Amnesty déplore la montée des massacres religieux en Irak

Amnesty déplore la montée des massacres religieux en Irak

Photo: Keystone

La prise de Mossoul il y a un an par l'Etat islamique (EI) a constitué le début d'une vague de massacres religieux en Irak. Amnesty International cible, dans un document publié mercredi, les djihadistes, mais aussi des attaques de milices chiites contre des sunnites.

'Les crimes odieux commis par l'EI trouvent un écho dans la multiplication des attaques menées par des milices chiites, qui se vengent des exactions de l'EI en prenant pour cible des Arabes sunnites', a déclaré la conseillère pour les situations de crise à AI, Donatella Rovera. Elle a passé une grande partie de l’année écoulée en Irak à se pencher sur des crimes de guerre et des violations des droits humains.

Les civils n'ont 'personne vers qui se tourner pour les protéger et les victimes n'ont aucun moyen d'obtenir justice', ajoute-t-elle, citée dans un communiqué.

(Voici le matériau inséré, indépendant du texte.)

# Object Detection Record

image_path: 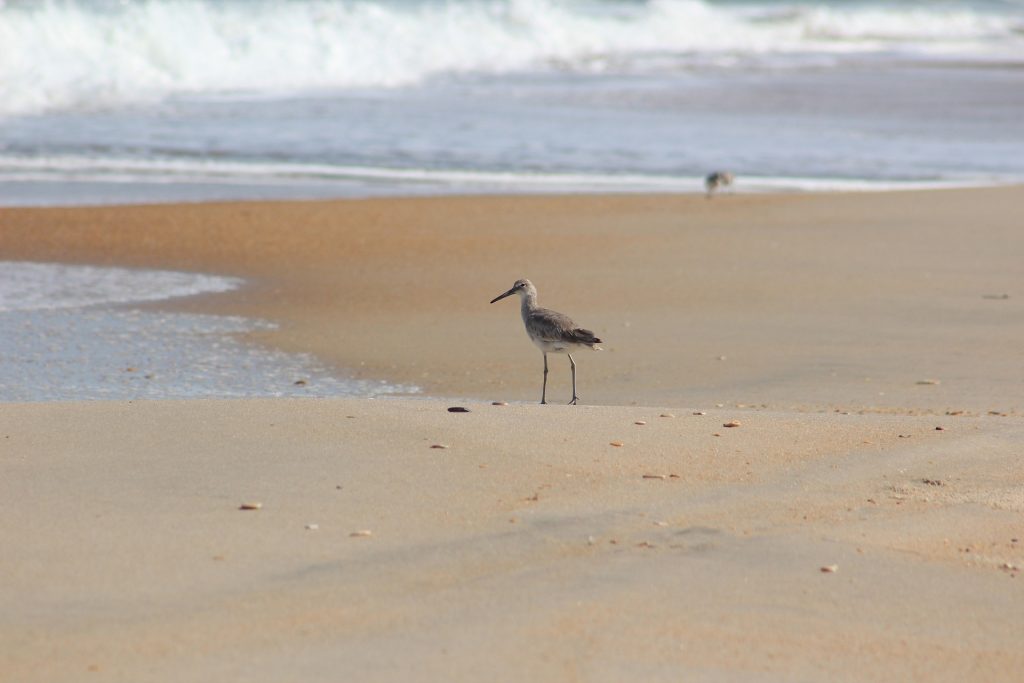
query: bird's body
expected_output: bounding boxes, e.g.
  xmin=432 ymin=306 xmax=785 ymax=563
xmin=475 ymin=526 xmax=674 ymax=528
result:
xmin=705 ymin=171 xmax=734 ymax=199
xmin=490 ymin=280 xmax=601 ymax=404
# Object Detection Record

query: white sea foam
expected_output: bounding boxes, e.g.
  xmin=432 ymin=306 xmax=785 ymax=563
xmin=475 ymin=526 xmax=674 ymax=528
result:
xmin=0 ymin=261 xmax=242 ymax=312
xmin=0 ymin=0 xmax=1024 ymax=115
xmin=0 ymin=155 xmax=1011 ymax=204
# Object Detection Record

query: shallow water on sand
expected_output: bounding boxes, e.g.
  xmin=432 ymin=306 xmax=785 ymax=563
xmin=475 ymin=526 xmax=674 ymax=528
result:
xmin=0 ymin=262 xmax=417 ymax=401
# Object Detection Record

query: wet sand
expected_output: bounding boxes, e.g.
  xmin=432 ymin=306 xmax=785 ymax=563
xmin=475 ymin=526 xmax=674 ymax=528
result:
xmin=0 ymin=187 xmax=1024 ymax=681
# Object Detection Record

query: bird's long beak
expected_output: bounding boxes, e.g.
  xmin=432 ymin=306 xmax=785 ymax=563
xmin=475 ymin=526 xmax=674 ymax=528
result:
xmin=490 ymin=287 xmax=515 ymax=303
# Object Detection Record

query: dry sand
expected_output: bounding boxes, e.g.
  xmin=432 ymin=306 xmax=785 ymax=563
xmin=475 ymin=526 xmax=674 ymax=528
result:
xmin=0 ymin=187 xmax=1024 ymax=681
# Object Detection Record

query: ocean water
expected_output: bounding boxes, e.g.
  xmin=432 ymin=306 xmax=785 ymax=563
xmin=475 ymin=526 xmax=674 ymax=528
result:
xmin=0 ymin=0 xmax=1024 ymax=205
xmin=0 ymin=261 xmax=418 ymax=401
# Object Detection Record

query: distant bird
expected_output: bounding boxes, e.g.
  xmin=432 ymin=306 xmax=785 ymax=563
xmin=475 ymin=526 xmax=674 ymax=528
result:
xmin=490 ymin=280 xmax=601 ymax=405
xmin=705 ymin=171 xmax=735 ymax=199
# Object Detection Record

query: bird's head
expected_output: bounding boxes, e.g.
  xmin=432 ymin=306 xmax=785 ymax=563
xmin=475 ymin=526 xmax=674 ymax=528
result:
xmin=490 ymin=279 xmax=537 ymax=303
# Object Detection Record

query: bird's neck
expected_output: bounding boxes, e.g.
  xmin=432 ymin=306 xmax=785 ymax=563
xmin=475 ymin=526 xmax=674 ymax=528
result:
xmin=520 ymin=292 xmax=537 ymax=317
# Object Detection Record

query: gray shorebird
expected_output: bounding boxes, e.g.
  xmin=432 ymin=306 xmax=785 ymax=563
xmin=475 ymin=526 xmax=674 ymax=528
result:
xmin=705 ymin=171 xmax=735 ymax=199
xmin=490 ymin=280 xmax=601 ymax=405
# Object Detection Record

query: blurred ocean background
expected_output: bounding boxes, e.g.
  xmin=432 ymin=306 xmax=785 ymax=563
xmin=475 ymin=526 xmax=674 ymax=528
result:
xmin=0 ymin=0 xmax=1024 ymax=205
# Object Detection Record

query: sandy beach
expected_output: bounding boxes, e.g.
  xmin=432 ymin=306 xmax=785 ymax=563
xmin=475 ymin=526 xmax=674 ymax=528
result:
xmin=0 ymin=186 xmax=1024 ymax=681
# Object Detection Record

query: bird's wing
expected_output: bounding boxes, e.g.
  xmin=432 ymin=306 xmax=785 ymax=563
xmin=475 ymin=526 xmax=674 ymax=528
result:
xmin=529 ymin=308 xmax=575 ymax=342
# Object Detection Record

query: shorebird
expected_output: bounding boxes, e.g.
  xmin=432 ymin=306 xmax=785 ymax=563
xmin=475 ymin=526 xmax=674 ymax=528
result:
xmin=705 ymin=171 xmax=734 ymax=199
xmin=490 ymin=280 xmax=601 ymax=405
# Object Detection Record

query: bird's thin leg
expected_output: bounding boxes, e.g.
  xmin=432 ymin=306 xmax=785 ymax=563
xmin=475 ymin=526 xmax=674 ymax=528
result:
xmin=565 ymin=353 xmax=580 ymax=405
xmin=541 ymin=353 xmax=548 ymax=405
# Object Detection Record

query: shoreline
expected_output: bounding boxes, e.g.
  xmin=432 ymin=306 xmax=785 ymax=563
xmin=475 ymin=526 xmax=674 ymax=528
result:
xmin=0 ymin=187 xmax=1024 ymax=683
xmin=0 ymin=186 xmax=1024 ymax=414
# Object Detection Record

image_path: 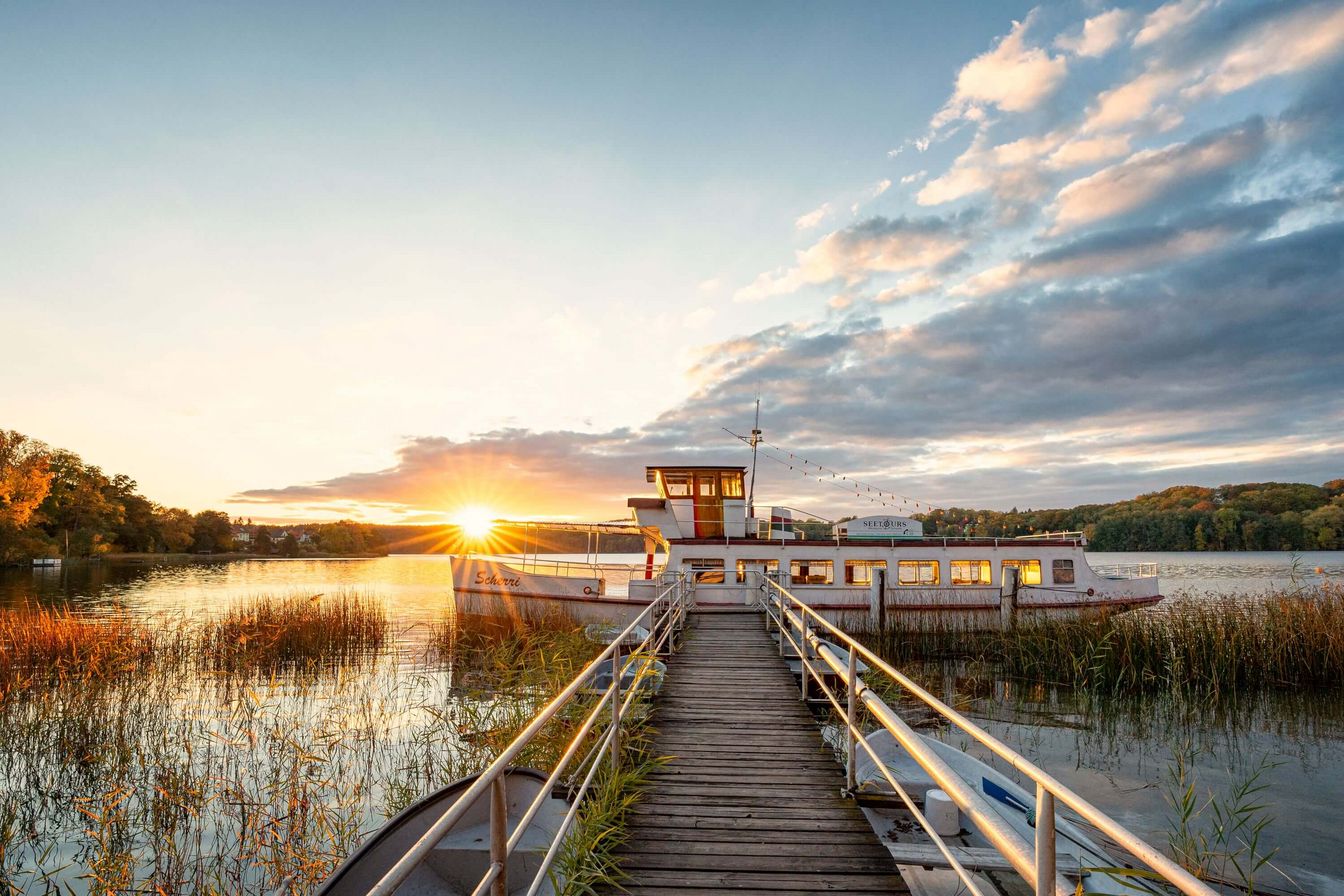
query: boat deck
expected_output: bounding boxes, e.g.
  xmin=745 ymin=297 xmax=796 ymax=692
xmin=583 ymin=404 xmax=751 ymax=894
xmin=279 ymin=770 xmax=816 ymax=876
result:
xmin=612 ymin=610 xmax=910 ymax=896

L'ONG publie une carte sur laquelle elle répertorie les massacres perpétrés contre les civils. Elle évoque aussi deux tueries en janvier dernier à Barwana et dans la région de Sinjar.

Chef du gouvernement ciblé

Dans la première, des dizaines de femmes ont raconté à l'ONG le meurtre des hommes de leur quartier par des membres de milices et des troupes gouvernementales. Ces victimes avaient pour la plupart entre 20 et 40 ans, mais des enfants et des personnes âgées figuraient aussi parmi elles.

Beaucoup de corps menottés et cagoulés ont été retrouvés éparpillés dans le village, ajoute l'ONG qui évoque de probables exécutions. Plusieurs sources soulignent que des membres présumés de la milice Badr ont participé à ces assassinats, qui seraient intervenus en représailles au décès de miliciens et de soldats qui combattaient l'EI dans la région.

'Ceux qui ont commis ce massacre se sont rendus, semble-t-il, dans le village dans l'intention de tuer des hommes arabes sunnites; ils n’ont pas fouillé le domicile des victimes ni interrogé les familles', a déclaré Mme Rovera. Le Premier ministre irakien Haider al-Abadi a promis une enquête sur ce massacre, mais Amnesty dénonce l'absence de mesures - six mois plus tard - contre les responsables.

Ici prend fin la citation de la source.